Their belief is not drawn from Obama’s speeches or campaign literature, but from comments that some say Obama made in private and from his association with the Palestinian American community in his hometown of Chicago, including his presence at events where anger at Israeli and U.S. Middle East policy was freely expressed. . . .

“I am confident that Barack Obama is more sympathetic to the position of ending the occupation than either of the other candidates,” said Hussein Ibish…. “That’s my personal opinion, Ibish said, “and I think it for a very large number of circumstantial reasons and what he’s said.”

. . . Ali Abunimah, a Palestinian rights activist in Chicago who helps run Electronic Intifada, said that he met Obama several times at Palestinian and Arab American community events. At one, a 2000 fundraiser at a private home, Obama called for the U.S. to take an “even-handed” approach toward Israel….

Abunimah, in a Times interview and on his website, said Obama seemed sympathetic to the Palestinian cause but more circumspect as he ran for the U.S. Senate in 2004. At a dinner gathering that year, Abunimah said, Obama greeted him warmly and said privately that he needed to speak cautiously about the Middle East.

Abunimah quoted Obama as saying that he was sorry he wasn’t talking more about the Palestinian cause, but that his primary campaign had constrained what he could say.

Obama, through his aide, Axelrod, denied he ever said those words, and Abunimah’s account could not be independently verified.
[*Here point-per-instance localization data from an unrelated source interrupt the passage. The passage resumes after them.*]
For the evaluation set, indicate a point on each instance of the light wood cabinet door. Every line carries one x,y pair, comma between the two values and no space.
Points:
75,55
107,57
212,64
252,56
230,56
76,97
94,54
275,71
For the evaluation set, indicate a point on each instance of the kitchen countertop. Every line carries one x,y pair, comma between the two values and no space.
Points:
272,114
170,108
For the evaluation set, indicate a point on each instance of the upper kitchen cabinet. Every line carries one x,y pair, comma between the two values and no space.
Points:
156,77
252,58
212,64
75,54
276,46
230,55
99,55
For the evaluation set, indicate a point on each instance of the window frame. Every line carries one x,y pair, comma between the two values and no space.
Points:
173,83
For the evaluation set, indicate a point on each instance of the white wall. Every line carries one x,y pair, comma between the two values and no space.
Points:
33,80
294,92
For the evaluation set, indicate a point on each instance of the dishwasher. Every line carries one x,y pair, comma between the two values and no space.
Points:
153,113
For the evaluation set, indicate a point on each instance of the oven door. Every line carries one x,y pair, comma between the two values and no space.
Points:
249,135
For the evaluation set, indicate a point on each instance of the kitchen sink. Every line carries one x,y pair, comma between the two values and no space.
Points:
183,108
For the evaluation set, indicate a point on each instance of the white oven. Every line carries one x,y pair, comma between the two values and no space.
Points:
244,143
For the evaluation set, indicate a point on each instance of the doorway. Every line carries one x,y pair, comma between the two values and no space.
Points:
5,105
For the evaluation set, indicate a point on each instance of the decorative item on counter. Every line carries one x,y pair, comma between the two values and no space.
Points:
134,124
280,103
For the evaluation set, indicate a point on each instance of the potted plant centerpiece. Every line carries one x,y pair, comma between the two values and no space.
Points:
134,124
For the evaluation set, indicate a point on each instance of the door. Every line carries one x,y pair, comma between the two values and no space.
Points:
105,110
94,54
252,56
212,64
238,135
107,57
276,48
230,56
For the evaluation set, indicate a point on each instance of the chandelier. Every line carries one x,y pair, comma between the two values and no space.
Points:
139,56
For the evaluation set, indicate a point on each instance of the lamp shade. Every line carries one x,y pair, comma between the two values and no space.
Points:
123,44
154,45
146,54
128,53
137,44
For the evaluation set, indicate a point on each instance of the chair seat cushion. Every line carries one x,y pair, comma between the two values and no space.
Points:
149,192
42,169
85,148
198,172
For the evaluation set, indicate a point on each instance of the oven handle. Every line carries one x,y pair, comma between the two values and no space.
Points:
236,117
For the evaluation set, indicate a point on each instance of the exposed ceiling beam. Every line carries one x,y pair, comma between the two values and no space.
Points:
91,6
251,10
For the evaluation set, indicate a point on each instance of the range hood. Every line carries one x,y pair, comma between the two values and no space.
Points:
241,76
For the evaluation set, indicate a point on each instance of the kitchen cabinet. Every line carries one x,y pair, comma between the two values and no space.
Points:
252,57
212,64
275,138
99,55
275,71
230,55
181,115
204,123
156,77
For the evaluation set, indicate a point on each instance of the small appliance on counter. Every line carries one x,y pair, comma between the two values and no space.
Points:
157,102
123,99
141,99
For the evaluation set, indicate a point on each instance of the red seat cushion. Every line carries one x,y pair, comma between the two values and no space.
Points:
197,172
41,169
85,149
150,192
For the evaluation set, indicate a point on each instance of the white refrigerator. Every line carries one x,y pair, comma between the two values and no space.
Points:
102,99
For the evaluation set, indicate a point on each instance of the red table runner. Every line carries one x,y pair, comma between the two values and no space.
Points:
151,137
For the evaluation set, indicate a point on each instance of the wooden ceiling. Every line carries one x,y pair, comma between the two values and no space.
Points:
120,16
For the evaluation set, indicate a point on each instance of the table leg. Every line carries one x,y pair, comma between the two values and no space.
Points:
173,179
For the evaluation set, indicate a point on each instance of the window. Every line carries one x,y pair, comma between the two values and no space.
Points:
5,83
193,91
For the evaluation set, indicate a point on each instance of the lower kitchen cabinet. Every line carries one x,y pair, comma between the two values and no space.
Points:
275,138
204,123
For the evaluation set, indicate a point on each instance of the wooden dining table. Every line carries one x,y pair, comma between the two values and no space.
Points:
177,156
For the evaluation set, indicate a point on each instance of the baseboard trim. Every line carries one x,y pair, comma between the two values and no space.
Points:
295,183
In Radical-in-Chief, I show how Obama generally resorts to obfuscation to hide his radical past, saving outright false denial for those few cases where it is absolutely necessary. Is this another such case?

Radical-in-Chief also shows in some detail, with new information, that Obama had to know about Reverend Jeremiah Wright’s intensely anti-Israel views. I also discuss the triangular relationship between Obama, Khalidi, and Bill Ayers. Ayers and Khalidi were extremely close friends and allies, and both were close political allies of Obama as well.

For further evidence that Obama’s early views tell us more about his actions in the present — and future — than his current “pragmatic” statements, see “Obama’s Past Tells the Truth.”

There is also the question of Samantha Power, Obama’s most important foreign policy advisor during his Senate years, and a guiding force behind our current intervention in Libya. I surveyed her views in “Samantha Power’s Power.” Although Power now disavows it, there is persuasive evidence that she once advocated an American military intervention against Israel to impose a two-state solution. It is extraordinary that someone holding that view should have been Obama’s closest foreign-policy adviser for years, and a continuing influence within his administration today.

It is true, of course, that Obama has long maintained close ties to the Jewish community. Yet the depth of his ties to the pro-Palestinian Left is unmatched among major American politicians. It is reasonable to conclude that this is having an effect on Obama’s policies — more than he admits — and will continue to do so, especially should the president secure reelection.